Чириков, создавая социальную эпопею «Зверь из бездны», избрал позицию Высшего Судии. Он ищет не правых и виноватых, а страдает, видя, как все перемешалось и перепуталось в этой бойне, где «белые» и «красные», попадая в плен друг к другу, меняются местами, сражаясь уже на стороне недавнего противника. Тем же, кто не хочет принимать участия в резне, приходится скрываться в лесах. Но даже примкнув к «зеленым», они все равно рано или поздно вступают на путь грабежа, насилия над мирными жителями, так как вынуждены добывать себе пищу и кров.

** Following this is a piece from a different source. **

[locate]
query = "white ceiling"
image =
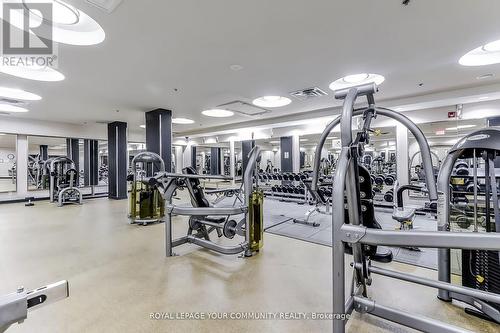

Таким образом, писатель, может быть, впервые столь обнаженно продемонстрировал неоднородность белого движения, в рядах которого оказались и бывшие черносотенцы, и разная «тыловая сволочь», и подлинные патриоты России, снял с его участников венец страстотерпства и мученичества. Он вскрыл причины «охлаждения» населения к своим «защитникам», поскольку при всей ненависти к бесчинствам «красных» люди все чаще начинали рассуждать так: «Избави нас Бог от друзей, а с врагами справимся сами».
Вряд ли Чирикову было известно стихотворение Максимилиана Волошина «Гражданская война», написанное в 1919 г., где есть такие строки:
И там, и здесь между рядами
Звучит один и тот же глас:
«Кто не за нас — тот против нас!
Нет безразличных: правда с нами!»
А я стою один меж них
В ревущем пламени и дыме
И всеми силами своими
Молюсь за тех и за других.
Но очевидно, что писателю оказалась близка именно эта позиция, и именно ее он воплотил в этом произведении. Особенность романа «Зверь из бездны» состоит в том, что Чириков рисовал не каких-то абстрактных злодеев, монстров-извращенцев, моральных уродов, а изображал большею частью хороших русских людей, чья психика не выдержала нагрузки, чья нравственность оказалась зависима от обстоятельств, которые не позволяют сделать правильный выбор, сохранить свою душу.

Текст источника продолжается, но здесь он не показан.